Ancak yine de Ekim Devrimi bütün dünyada başka bir dünya isteyenlere dev bir mücadele mirası bıraktı. Her şeyden önce, kazanmanın mümkün olduğunu gösterdi. Yıkılmaz denilen yüzlerce yıllık çarlık, birkaç günde tarihin çöplüğüne gönderildi. Bu miras, hâlâ hayatta olduğunu, çok da uzak olmayan bir geçmişte bize defalarca gösterdi. Yıkılmaz denilen Stalinist diktatörlükler, zalim başkanlar tarafından yönetilen Arap diktatörlükleri, yeter artık diye ayağa kalkan ezilenler tarafından yok edildi. Şu anda da dünya hepimizin canını yakan derin bir krizin eşiğinde.
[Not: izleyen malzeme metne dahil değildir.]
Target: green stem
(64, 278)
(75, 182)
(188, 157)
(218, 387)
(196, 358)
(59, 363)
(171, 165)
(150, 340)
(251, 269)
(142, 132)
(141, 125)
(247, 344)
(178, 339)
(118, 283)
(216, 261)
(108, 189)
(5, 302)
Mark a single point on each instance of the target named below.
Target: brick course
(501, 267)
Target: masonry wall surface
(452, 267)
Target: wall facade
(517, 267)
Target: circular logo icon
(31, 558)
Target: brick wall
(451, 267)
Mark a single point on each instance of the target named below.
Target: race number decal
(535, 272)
Üstelik bu kriz sadece ekonomik boyutuyla değil, ekolojik boyutuyla da can yakıyor. Can yakmaktan çok öte, dünyayı geri dönüşü mümkün olmayan bir şekilde yaşanmaz bir yer haline getirmeye hazırlanıyor. Sadece insanlar için değil, dünyayı paylaştığımız bütün canlılar için de.
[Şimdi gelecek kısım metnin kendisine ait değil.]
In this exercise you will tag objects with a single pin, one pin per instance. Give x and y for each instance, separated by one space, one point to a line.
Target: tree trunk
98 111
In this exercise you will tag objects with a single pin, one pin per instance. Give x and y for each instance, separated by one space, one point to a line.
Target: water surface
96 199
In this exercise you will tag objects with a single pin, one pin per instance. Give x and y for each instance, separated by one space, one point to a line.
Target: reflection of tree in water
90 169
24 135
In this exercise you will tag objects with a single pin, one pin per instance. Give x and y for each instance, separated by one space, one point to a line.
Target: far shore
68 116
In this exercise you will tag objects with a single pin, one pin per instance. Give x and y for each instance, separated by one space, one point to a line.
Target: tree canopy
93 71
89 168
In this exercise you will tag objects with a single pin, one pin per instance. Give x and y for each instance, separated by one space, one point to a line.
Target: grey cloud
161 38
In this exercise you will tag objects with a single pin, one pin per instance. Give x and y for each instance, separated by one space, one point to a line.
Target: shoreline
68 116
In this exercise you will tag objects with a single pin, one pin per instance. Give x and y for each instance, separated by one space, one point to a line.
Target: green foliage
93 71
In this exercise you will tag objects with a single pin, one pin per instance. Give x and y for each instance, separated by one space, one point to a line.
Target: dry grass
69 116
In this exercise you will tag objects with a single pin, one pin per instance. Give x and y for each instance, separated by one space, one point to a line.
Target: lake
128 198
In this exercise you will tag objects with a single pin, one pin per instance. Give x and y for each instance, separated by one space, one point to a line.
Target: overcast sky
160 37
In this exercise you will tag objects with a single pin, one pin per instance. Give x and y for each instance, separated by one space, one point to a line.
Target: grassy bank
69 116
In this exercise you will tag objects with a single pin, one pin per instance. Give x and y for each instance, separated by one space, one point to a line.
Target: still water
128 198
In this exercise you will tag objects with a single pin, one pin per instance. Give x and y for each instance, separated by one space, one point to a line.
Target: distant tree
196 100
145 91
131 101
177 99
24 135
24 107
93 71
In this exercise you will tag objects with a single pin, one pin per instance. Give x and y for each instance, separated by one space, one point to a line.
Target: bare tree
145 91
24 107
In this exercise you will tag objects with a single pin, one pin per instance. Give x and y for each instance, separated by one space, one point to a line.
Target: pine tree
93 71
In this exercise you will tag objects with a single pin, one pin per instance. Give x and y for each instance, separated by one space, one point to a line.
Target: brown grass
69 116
İçinde bulunduğumuz korkunç durumdan çıkmak için bir kılavuz arıyorsak, Ekim Devrimi’nden daha iyisini bulmak mümkün değil. Ekim Devrimi bize sıradan insanların dünyayı değiştirmeye muktedir olduğunu gösterdi. Kazandığı başarıları, idealleri, hataları ve trajik sonuyla hem bize yol gösteriyor, hem de hatırlatmayı ihmal etmiyor: Dünyanın bütün ezilenleri, birleşin! Zincirlerinizden başka kaybedeceğiniz bir şey yok ama kazanacağınız harika bir dünya, Ekim Devrimi’nin işaret ettiği yolda sizi bekliyor!